It seems that most the time its not the language but the tools built around the language. I still think that MPS by JetBrains really is just sitting along waiting for someone to pick it up. I'm not associated with it. I had just tried it out for a bit at some point, but essentially it gives you a base framework for building a language on par with what their IntelliJ IDE can do much like Visual Studio with their ReSharper.
All you have to do it tell it what you want the language to look like, how to reactor it, do auto-complete, have its type-systems, etc. What makes it interesting is that it used an in memory AST with a projectional editor instead of doing text parsing which allows for some interesting features.
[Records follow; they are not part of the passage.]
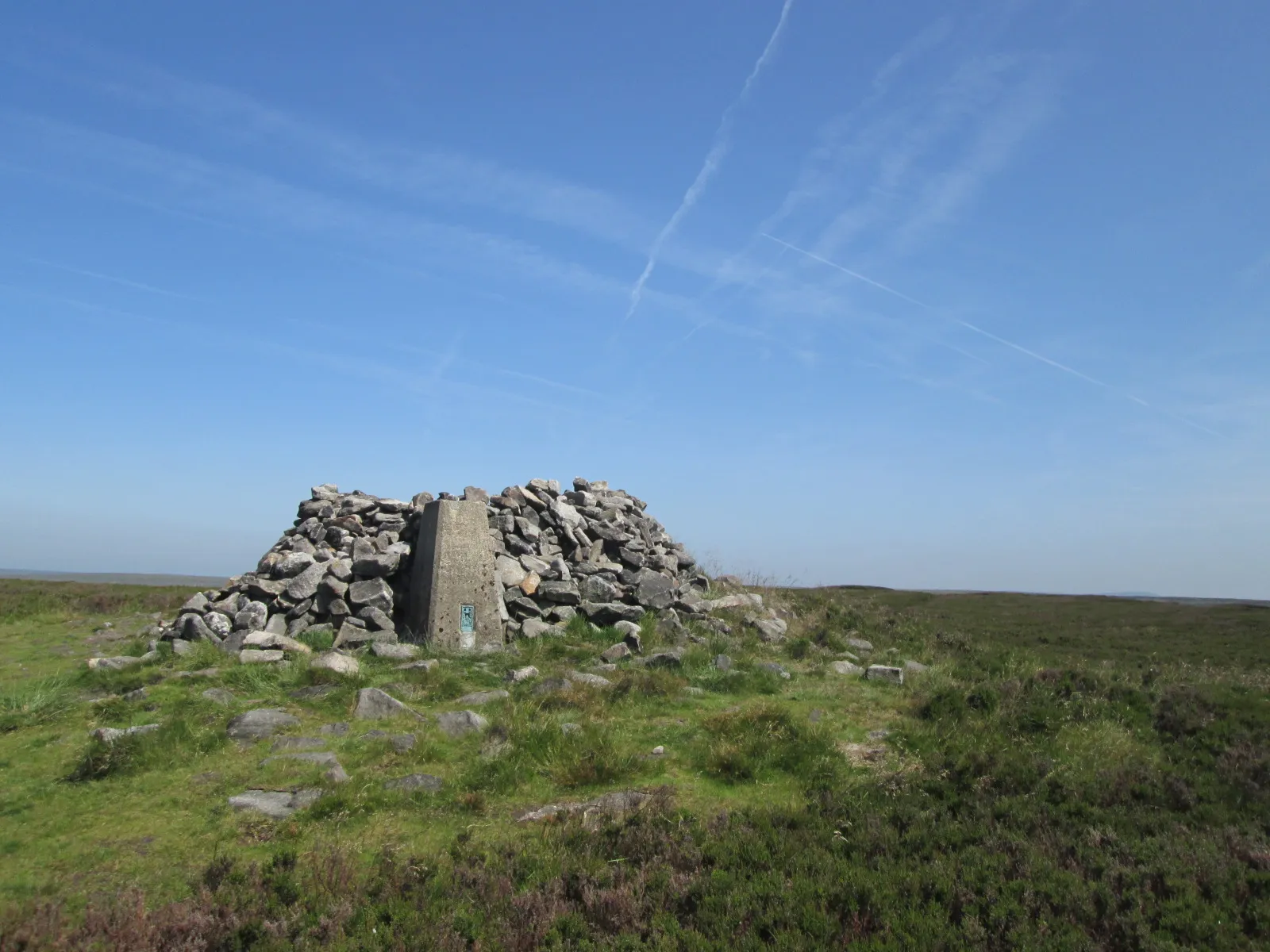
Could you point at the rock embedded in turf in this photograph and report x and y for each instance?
(397, 653)
(337, 663)
(882, 672)
(616, 653)
(457, 724)
(334, 772)
(483, 697)
(275, 804)
(298, 744)
(251, 655)
(375, 704)
(425, 666)
(774, 668)
(112, 664)
(108, 735)
(260, 723)
(591, 681)
(219, 696)
(416, 781)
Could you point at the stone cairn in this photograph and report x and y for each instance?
(344, 569)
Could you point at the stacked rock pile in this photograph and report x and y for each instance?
(344, 569)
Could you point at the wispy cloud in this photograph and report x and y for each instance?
(990, 336)
(111, 278)
(719, 148)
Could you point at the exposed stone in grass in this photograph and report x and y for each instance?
(882, 672)
(275, 804)
(457, 724)
(416, 781)
(260, 723)
(375, 704)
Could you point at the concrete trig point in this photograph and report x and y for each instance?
(454, 602)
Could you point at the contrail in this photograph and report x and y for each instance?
(1020, 348)
(719, 148)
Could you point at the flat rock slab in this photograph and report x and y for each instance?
(425, 666)
(276, 804)
(594, 812)
(882, 672)
(108, 735)
(298, 744)
(337, 663)
(416, 781)
(374, 704)
(400, 742)
(260, 723)
(482, 697)
(457, 724)
(334, 772)
(398, 653)
(591, 681)
(314, 691)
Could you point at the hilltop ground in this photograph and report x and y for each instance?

Of course then you are not going to get text files, but then you get to the point where: * You can't have the scenario where your parenthesis or brackets don't line up * Hypothetically, any developer could have custom formatting that still is represented as the same data. * The editor can render tables or charts to represent a piece of data. (state-machines come to mind)
Of course said data format to store all of this could be something other then plain text files with parable code. Then again, most the stuff these days is stored or transmitted in JSON anyways. Its really a breeze to use, and there is bound to be a library in every language on every system that can easily parse it. And its still text.
At least, maybe the future does not have to be more syntax parsing but instead more of this proportional editor sort of stuff. Just an idea.